Post

Research checkpoint #15: performing the training and inference apart

Research checkpoint #15: performing the training and inference apart

In the last post, we discussed dimensionality reduction techniques, intending to reduce the amount of memory required to run an Hoeffding Tree model over the CIC-IoT-2023 dataset using a Raspberry Pi, which has very limited resources. In that scenario, this little machine was performing both the training and inference over the data. And what if we do just the inference on it? Also, with the intentions to overcome the performance limitations of this device, we could have a centralized computer capable of training a model regularly and then distribute it on the network, in a way that the Raspberry Pi (or other Internet of Things device) would just have the job to look at its network traffic and perform the inference. This idea is the one we explore in this post, understanding the viability of this approach. But before, some remarks about the last post.
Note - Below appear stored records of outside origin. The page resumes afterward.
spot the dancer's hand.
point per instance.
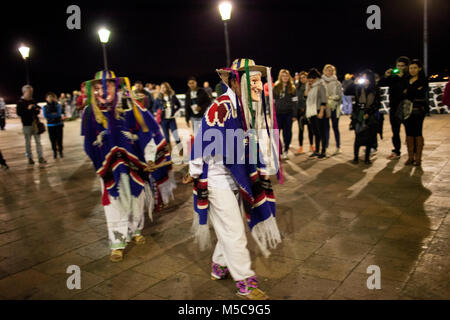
(151, 167)
(187, 179)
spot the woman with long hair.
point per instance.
(364, 118)
(334, 95)
(416, 92)
(52, 112)
(316, 110)
(285, 98)
(167, 105)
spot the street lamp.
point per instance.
(425, 37)
(103, 34)
(25, 52)
(225, 13)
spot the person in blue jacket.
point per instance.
(52, 112)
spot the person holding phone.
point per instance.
(397, 82)
(28, 111)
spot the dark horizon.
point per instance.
(172, 40)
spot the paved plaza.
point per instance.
(336, 219)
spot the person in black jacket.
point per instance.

Discussions regarding post #14

The content of the last post raised some interesting points of discussion that are worth noting, which can be studied with more attention in the future, especially through related literature. They are:

The impact of unbalanced data

One major problem that we faced in the last experiments was the data imbalance. For example, we got an accuracy of 98.26% with the Mutual Information (MI) technique, however only 2.3% of the data had the “Benign” label, being 97.7% of the entries labelled as attacks. This means that we could just say that all of our traffic was produced by attackers, and we would still achieve a high accuracy. This is an issue that we already faced in post #06, in our first experiments running a ML model over the CIC-IoT-2023 dataset, and that is reasonable: part of the attacks that we are handling with are based on volume (like DoS and DDoS), being totaly expected to have big amounts of data labelled in their category. The dataset authors even try to minimize this effect by grouping these kinds of attacks in groups of 100 packets for each CSV entry, different from the regular value of 10, but our clip of the data still had a significant discrepancy.

Some points for attention are:

  • How does our chosen model deal with unbalanced data? Considering that we are working with the Hoeffding Tree, a decision tree model, how well does it handle this issue? This can be used as a factor to determine if our choice of model was good for our scenario. It would probably also require a closer look at how the features from the dataset interact with each other, taking into account how decision trees work. A good idea may be to use decision forests.
  • This is an old problem, what techniques were developed to tackle it? There exist algorithms to perform data augmentation, for example, but would they also be suitable for our context here?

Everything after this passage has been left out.